Tom Watson, who has played more US Opens at Pebble Beach than anyone else, has warned of its new dangers

Even before he won the US Open there in 1982, Tom Watson has had a special feeling for Pebble Beach but with the new teeth it has been given, he cannot be sure he’ll still feel that way on Sunday.

On the eve of Thursday’s first round, Watson warned that greater dangers than before await the unwary at this week’s 110th championship.

“The golf course is a lot different than when we played it before, in the sense that it’s more dangerous,” the 60-year-old Watson told the media on Wednesday.

The course has been lengthened by 194 yards since the 2000 Open to bring it to 7040 yards, four greens have been rebuilt, 11 bunkers added or altered, notably in depth, and fairways reshaped and sections of rough shaved to bring the fairways closer to the sea..

Eliminating rough from the edge of fairways along will not be welcomed by the big-bombers more concerned with distance than accuracy as now they’s have no rough to stop errant drives from rolling into the ocean. It’s more dangerous with the fairways being cut right to the edge of the hazards.

“That was the intent. Let’s make the hazards come into play was clearly the intention,” Watson says.

The thought of offline tee shots running off the fairways, down a cliff side onto the beach below will be a frightening possibility to a good many players.

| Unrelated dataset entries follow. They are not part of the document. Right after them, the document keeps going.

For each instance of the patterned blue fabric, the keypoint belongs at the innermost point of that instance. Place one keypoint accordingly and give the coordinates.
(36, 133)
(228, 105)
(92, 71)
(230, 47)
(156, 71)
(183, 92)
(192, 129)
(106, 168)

“That ball can roll right into the hazards if you get it going sideways a little bit,” added Watson, the only player in this week’s field who has taken part in all five US Opens played at Pebble.

“It puts another question in your mind about playing Pebble Beach; it toughens it up.

Speaking of the sixth hole that wends up and around a dramatic cliff, Watson said: “If you push it a little right, you’re down there with the otters.”

Ernie Els, the two-time US Open winner knows all about that. He has also learned that the sands below could be in play.

“I actually hit one on to the beach the other day on the 10th hole,” the big South African admits. “If you just leak it there, the cliff comes into the fairway a little bit.

“I think I could have got down there (to play the ball off the sand), but I don’t know if I would have come back up. I think you might need a rope or something coming up. It will be interesting.”

To add to this danger, continuing dry weather and fresh breezes of Monterey Bay have made Pebble’s fairways and greens hard and fast. It’s tiny greens could also be bouncy.

Masters champion Phil Mickelson, a five-time US Open runner-up who is becoming increasingly covetous of a first US Open triumph, said he feared the organisers could have 14 dead greens on their hands if they fail to water them.

“There’s not any forecast for rain,” he said. “I’m certainly concerned that we could have 14 potential Shinnecock seventh holes (a hole that became almost impossible to play late in the 2004 US Open and had to be sprayed with water between groups during the final round to make it playable).

In the meantime, US PGA and two-time Open winner Padraig Harrington says he cant wait to tee off on the famed northern Californian layout.

“This is the fifth US Open at Pebble Beach, but it seems a little bit like the home of the US Open in the States,” said the Irishman.

“It’s obviously one of the venues that I think stands out in most people’s minds. Everybody remembers Tom Watson chipping in to win, Tiger winning by 15 shots in 2000 and Nicklaus’s one-iron (1972).

Defending champion Lucas Glover, meanwhile, feels everybody has a fighting chance.

“You’ll have a guy hitting it longer and higher that will fly it on to the green and then you’ll have guys that hit it lower and shorter that can bounce it up and be just as effective,” he said. “That’s the beauty of Pebble Beach.”